Ministério Público anuncia investigação sobre chacina da PM em Tabatinga

Integrantes da Polícia Militar do Amazonas teriam matado e torturado pelo menos sete pessoas por vingança contra a morte de um sargento no último dia 12 de junho. Um PM teria dito a familiares: “Agora é a lei do Bolsonaro: bandido bom é bandido morto”

O Ministério Público do Amazonas anunciou investigação sobre a denúncia de uma chacina no município de Tabatinga (1.106.000 km de Manaus). Segundo matéria da Folha de São Paulo, integrantes da Polícia Militar do Amazonas teriam matado pelo menos sete pessoas por vingança contra a morte de um sargento no dia 12 de junho, sendo que três delasforam jogadas no lixão com sinais de tortura.

A onda de violência teve início com a morte do sargento Michael Flores Cruz, por volta de 12h do dia 12, um sábado.

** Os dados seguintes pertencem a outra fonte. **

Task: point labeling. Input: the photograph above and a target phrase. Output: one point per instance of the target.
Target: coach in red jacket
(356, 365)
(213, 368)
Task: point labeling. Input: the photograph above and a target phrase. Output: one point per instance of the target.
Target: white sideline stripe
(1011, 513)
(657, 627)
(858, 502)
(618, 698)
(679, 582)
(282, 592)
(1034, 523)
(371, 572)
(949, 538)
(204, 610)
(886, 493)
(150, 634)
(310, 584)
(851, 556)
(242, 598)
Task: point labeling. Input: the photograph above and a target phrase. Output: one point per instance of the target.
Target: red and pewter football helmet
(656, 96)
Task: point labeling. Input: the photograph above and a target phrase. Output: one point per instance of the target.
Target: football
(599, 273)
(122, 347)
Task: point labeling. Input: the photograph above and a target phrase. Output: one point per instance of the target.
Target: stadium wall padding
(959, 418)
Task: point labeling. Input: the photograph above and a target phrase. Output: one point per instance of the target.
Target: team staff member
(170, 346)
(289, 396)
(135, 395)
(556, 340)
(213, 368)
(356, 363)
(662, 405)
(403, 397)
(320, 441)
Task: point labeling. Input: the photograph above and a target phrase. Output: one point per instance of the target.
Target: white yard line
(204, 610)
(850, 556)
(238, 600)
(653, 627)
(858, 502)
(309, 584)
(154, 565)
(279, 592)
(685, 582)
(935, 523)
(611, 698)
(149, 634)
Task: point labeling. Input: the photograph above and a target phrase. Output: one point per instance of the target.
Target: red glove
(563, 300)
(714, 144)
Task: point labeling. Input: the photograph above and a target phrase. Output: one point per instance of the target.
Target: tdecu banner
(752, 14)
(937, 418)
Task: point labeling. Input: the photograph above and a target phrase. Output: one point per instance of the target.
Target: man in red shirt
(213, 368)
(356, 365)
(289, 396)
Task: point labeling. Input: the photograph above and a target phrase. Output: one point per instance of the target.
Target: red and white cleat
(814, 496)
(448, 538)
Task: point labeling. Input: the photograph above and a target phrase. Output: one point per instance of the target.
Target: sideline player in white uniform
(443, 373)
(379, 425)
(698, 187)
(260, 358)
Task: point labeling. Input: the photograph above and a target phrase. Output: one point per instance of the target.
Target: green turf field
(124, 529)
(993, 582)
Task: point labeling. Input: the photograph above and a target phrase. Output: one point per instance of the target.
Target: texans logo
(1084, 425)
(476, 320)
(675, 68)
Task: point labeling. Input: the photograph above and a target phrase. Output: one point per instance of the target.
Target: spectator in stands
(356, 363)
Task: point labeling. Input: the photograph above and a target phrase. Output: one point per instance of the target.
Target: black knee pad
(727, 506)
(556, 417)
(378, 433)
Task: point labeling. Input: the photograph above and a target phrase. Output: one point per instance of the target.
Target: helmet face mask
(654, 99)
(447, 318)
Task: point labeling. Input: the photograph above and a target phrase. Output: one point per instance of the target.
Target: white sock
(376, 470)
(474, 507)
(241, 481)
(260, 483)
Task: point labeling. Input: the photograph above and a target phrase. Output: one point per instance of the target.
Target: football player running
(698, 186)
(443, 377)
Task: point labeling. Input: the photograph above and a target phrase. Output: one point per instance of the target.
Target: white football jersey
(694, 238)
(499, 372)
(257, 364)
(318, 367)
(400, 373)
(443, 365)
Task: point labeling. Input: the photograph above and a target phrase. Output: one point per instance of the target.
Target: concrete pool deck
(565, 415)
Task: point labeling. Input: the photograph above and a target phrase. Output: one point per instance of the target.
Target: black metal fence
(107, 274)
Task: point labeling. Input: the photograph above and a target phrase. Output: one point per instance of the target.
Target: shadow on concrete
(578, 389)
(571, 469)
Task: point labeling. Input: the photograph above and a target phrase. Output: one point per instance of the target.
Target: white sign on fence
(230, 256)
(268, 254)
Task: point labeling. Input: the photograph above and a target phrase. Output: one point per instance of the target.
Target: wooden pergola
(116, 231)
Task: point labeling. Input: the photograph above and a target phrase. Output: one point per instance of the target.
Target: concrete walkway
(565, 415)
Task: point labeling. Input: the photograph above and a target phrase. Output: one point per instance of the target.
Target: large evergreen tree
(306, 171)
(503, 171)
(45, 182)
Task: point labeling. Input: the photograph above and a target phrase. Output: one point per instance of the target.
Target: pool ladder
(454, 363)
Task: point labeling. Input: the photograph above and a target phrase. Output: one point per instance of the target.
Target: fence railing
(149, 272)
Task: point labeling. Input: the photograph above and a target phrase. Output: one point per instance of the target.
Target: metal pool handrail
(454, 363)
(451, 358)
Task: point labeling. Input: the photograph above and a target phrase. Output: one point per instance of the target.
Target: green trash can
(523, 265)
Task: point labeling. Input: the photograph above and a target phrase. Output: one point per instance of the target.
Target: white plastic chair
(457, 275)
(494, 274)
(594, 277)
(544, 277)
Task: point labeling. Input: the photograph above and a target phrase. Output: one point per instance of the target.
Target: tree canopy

O policial estava na região portuária de Tabatinga quando foi alvejado com dois tiros, um deles na cabeça. Logo após o assassinato, um áudio distribuído via WhatsApp fez a convocação: “Todos os PMs que estiverem de folga desloquem-se para o 8º Batalhão para manter uma reunião aqui. Nosso colega M. Cruz foi a óbito”.

Como consequência disso, os policiais teriam iniciado a caçada que teria vitimado em sua maioria jovens negros e sem aparente relação com o assassinato. Os policiais teriam ainda invadido e vandalizado casas, ameaçaram familiares dos mortos, adulteraram atestado de óbito e impuseram a lei do silêncio. Em uma das casas invadidas, um PM teria dito a familiares: “Agora é a lei do Bolsonaro: bandido bom é bandido morto”.

Além dos quatro mortos, outros quatro jovens foram levados por PMs, sempre segundo testemunhas. Um deles, Gabriel Pereira Rodrigues, 18, foi visto dentro de uma viatura, aparentemente sendo obrigado pelos policiais a indicar o local de residência de outros jovens.

Ele apareceu entre os três mortos encontrados na madrugada do dia seguinte (13) no lixão da cidade. Além de tiros na cabeça, apresentavam sinais de tortura. Rodrigues estava nu, com o ânus perfurado. Clisma Ferreira, 17, foi degolado –apenas a pele unia o corpo à cabeça. Antonio Rengifo Vargas, 20, estava esfaqueado e tinha o rosto machucado, entre outros ferimentos.

Investigação

Em nota, o Ministério Público do Amazonas afirma que “a respeito dos fatos ocorridos no município de Tabatinga no dia 12/06/2021, o Promotor de Justiça Sylvio Henrique Duque Estrada, que responde pela 2ª PJ de Tabatinga, instaurou procedimento para acompanhar as investigações conduzidas pela Polícia Civil no município, que correm sob sigilo”. Até o fechamento desta matéria, a Secretaria de Segurança Pública do estado ainda não tinha se pronunciado sobre o episódio.